The devastating fire seasons plaguing California’s Sierra Nevada may be a thing of the past after 2030, and that has scientists worried.
Their main concern? The area might not have enough trees left by the next decade.
A study published this past week in the journal Ecosphere suggests that dry mountain forests in California and other Western states will likely see ever-worsening fires for the next decade, followed by a period of fewer fires with less intensity.
Between now and then, wildfires turbocharged by climate change are expected to dramatically alter the landscape, leaving less fuel for blazes just 10 years from now, according to the study.
Researchers looked at the Big Creek watershed in the Sierra Nevada, near the source of a 2020 fire that burned 78,000 acres and destroyed much of a nearby town. Their goal was to get a better sense of whether the massive forest fires in recent years would become permanent in California. In order to do so, they had to build a simulation that could essentially predict what wildfires would look like years from now.
Their eventual model was adopted last week by the California Air and Resources Board to use in projecting the long-term impacts of fire on the California landscape.
What the researchers found in their study was that the Big Creek watershed near Fresno, if left alone, was going to pulse in a spasm of repeated fires over the next decade, by which point it would have blasted through enough of the large fuel on the landscape that — in combination with climate change — the land would no longer be hospitable to fire.
But without climate change, fires that recur at regular intervals would help “to constrain fuels” by sweeping the landscape clean of elements that otherwise allow big fires to build up and reach the canopy, said Maureen Kennedy, lead author of the study and an assistant professor at the University of Washington Tacoma.

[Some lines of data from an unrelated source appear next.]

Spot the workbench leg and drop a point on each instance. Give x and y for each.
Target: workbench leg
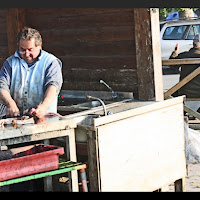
(48, 183)
(83, 180)
(179, 185)
(71, 153)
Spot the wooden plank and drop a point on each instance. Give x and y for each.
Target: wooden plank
(15, 18)
(182, 82)
(86, 85)
(156, 48)
(93, 162)
(106, 33)
(96, 48)
(134, 157)
(181, 61)
(122, 62)
(138, 111)
(52, 12)
(191, 112)
(25, 130)
(144, 54)
(58, 19)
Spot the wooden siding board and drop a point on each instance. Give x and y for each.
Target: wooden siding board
(92, 48)
(56, 21)
(111, 33)
(95, 41)
(91, 62)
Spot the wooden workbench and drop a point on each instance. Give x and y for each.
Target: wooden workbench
(53, 128)
(137, 148)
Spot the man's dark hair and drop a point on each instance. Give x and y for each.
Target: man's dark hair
(27, 33)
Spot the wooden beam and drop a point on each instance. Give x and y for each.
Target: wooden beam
(181, 61)
(182, 82)
(144, 55)
(156, 48)
(15, 18)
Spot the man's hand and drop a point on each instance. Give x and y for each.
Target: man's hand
(39, 111)
(176, 47)
(12, 110)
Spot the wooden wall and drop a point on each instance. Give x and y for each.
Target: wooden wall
(92, 43)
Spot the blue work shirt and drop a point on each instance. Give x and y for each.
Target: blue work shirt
(27, 83)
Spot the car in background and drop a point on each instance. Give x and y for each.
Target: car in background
(178, 31)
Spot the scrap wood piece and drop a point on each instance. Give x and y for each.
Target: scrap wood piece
(191, 112)
(182, 82)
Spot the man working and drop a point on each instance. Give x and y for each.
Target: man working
(192, 88)
(31, 78)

The model found that climate change would speed up the decomposition of “little fuels” such as pine needles, fallen branches and leaf litter that drive fire by accelerating the work of the plants, animals and fungi that break them down. The end result would mean more trees burning.
Kennedy said climate change also drove drought, making the forest less productive. Over the long term, particularly beyond 2030, a decreasing amount of vegetation would mean less fuel and a decline in the frequency and intensity of forest fires.
Every forest and landscape tells its own story, Kennedy said, but there were certain broad conclusions that could be drawn from the research in California.
One such conclusion: The effects of climate change and decades of fire suppression efforts are linked. Climate change has caused the drought, higher heat and more volatile atmosphere that created the conditions for massive blazes. But fire suppression methods that left more fuel in place for the next blaze have also created problems.
“There’s a theory that if you remove fire, it homogenizes the landscape, and reduces variability, which gives you large patches of dead trees” that fuel firestorms, Kennedy said. “Whereas historically, you had a matrix of different landscapes” in a “more mixed” forest.
The simulation painted a bleak future for California’s dry forests. The next decade could see fires big enough that, in conjunction with climate change, they permanently change forest landscapes into brush and shrubs.
But the study also suggests a solution for policymakers, Kennedy said. In the dry forests, “the best way to deal with our fire problem is fire itself,” by following the example of the Indigenous peoples of California who intentionally burned millions of acres a year.
Today, Kennedy said, the best method is what’s known as mechanical fuel treatments — cutting down small trees and brush — followed by fire to clean out the tree debris.
“If we can conduct mechanical treatments and controlled burns, and create a patchy landscape, then even with climate change,” there’s a chance to save the forest, Kennedy said.